20. The DNA chip according to claim 17, wherein the SNP is selected from the group consisting of: an A allele of single nucleotide polymorphism of rs2032582 represented by SEQ ID No. 1 ;

a T allele of single nucleotide polymorphism of rs1171381 represented by SEQ ID No. 4;

an A allele of single nucleotide polymorphism of rs2230345 represented by

SEQ ID No. 5;

a C allele of single nucleotide polymorphism of rs2516837 represented by

SEQ ID No. 10;

a T allele of single nucleotide polymorphism of rs150264487 represented by

SEQ ID No. 15;

a T allele of single nucleotide polymorphism of rs13306194 represented by SEQ ID No. 18; a C allele of single nucleotide polymorphism SEQ ID No. 19;

a G allele of single nucleotide polymorphism SEQ ID No. 20;

a C allele of single nucleotide polymorphism of rs429358 represented by

SEQ ID No. 22;

a C allele of single nucleotide polymorphism of rs2624265 represented by

SEQ ID No. 27;

a C allele of single nucleotide polymorphism of rs8028759 represented by

SEQ ID No. 32;

21. A kit for determining whether an individual of Asian descent has an increased risk for FH, the kit comprising: at least one oligonucleotide that can identify an FH-associated SNP wherein the SNP is found in at least one gene associated with lipid metabolism.

22. The kit according to claim 16, wherein the SNP is found in LDLR gene, APOB gene and/or PCSK9 gene.

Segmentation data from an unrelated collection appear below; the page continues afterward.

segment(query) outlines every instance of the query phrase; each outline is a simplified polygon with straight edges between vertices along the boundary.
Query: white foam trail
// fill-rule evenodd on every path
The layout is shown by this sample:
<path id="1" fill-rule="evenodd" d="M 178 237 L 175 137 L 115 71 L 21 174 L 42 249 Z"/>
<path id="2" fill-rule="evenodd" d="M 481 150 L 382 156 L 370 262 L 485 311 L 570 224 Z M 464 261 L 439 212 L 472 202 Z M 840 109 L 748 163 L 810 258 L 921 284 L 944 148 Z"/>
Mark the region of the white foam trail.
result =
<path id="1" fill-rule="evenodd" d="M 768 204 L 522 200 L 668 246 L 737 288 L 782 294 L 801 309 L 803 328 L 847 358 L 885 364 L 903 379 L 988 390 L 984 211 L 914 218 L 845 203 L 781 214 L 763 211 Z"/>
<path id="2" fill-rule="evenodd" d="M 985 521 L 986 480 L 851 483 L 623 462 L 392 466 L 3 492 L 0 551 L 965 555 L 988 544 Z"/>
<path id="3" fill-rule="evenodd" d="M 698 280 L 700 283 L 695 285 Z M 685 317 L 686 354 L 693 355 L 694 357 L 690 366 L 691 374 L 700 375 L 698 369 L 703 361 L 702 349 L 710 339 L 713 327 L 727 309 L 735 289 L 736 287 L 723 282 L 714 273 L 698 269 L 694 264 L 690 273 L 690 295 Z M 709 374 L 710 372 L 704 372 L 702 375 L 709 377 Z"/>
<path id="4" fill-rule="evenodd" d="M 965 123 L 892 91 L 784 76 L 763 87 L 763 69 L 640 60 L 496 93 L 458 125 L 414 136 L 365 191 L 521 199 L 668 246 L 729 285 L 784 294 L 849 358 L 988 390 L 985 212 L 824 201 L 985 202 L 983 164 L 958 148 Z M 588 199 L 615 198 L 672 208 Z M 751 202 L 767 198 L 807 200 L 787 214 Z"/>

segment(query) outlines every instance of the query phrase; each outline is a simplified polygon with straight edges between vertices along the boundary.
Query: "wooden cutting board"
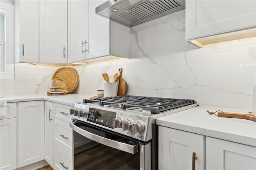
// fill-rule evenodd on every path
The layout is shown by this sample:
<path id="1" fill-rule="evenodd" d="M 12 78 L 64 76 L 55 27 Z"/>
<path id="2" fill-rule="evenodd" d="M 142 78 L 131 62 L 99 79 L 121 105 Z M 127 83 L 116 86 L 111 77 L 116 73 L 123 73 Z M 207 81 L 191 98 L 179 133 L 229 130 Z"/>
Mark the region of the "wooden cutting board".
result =
<path id="1" fill-rule="evenodd" d="M 218 111 L 218 116 L 219 117 L 243 119 L 256 122 L 256 116 L 253 115 L 251 113 L 249 113 L 248 114 L 240 114 Z"/>
<path id="2" fill-rule="evenodd" d="M 122 68 L 118 69 L 118 75 L 120 75 L 123 72 L 123 69 Z M 122 77 L 121 75 L 119 78 L 119 84 L 118 85 L 118 89 L 117 91 L 118 96 L 123 96 L 125 95 L 126 93 L 126 82 Z"/>

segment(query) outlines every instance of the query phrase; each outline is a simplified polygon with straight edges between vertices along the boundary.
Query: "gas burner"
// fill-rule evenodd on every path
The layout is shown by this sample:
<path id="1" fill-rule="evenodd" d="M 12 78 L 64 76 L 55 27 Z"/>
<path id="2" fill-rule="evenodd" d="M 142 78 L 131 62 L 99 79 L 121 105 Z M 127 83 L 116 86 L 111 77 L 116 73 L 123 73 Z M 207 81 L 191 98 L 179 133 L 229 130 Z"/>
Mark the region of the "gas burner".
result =
<path id="1" fill-rule="evenodd" d="M 139 110 L 140 112 L 153 114 L 158 114 L 196 103 L 194 100 L 130 95 L 90 99 L 84 99 L 83 102 L 125 110 L 136 111 Z"/>

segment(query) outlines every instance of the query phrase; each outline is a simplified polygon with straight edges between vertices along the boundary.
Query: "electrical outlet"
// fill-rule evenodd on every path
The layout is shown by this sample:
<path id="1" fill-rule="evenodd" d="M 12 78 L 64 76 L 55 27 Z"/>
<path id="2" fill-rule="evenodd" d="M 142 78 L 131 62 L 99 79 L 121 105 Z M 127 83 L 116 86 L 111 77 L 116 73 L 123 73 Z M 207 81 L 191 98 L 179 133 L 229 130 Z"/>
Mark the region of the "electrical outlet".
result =
<path id="1" fill-rule="evenodd" d="M 42 76 L 37 76 L 37 84 L 43 84 L 43 77 Z"/>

23. The kit chip according to claim 16, wherein the SNP is selected from the group of loci consisting of:

(a)

an A allele of single nucleotide polymorphism of rs2032582 represented by SEQ ID No. 1 ;

a T allele of single nucleotide polymorphism of rs10507391 represented by

SEQ ID No. 2;

a C allele of single nucleotide polymorphism of rs12 918395 represented by SEQ ID No. 3;

an A allele of single nucleotide polymorphism of rs2073658 represented by

SEQ ID No. 7;

a T allele of single nucleotide polymorphism of rs6756629 represented by SEQ ID No. 1 1 ;

a T allele of single nucleotide polymorphism of rs28929476 represented by

SEQ ID No. 12;

an A allele of single nucleotide polymorphism of rs12720770 represented by

SEQ ID No. 17;

a C allele of single nucleotide polymorphism SEQ ID No. 19;

a G allele of single nucleotide polymorphism SEQ ID No. 20;

a T allele of single nucleotide polymorphism of rs1800787 represented by

SEQ ID No. 23;

a G allele of single nucleotide polymorphism of rs1376251 represented by

SEQ ID No. 28;

a C allele of single nucleotide polymorphism of rs 10888896 represented by SEQ ID No. 35;

and

(b) instructions for use.

24. The kit according to claim 21 , wherein the oligonucleotide is a probe designed using at least one sequence selected from the group consisting of SEQ ID NOs. 37- 72.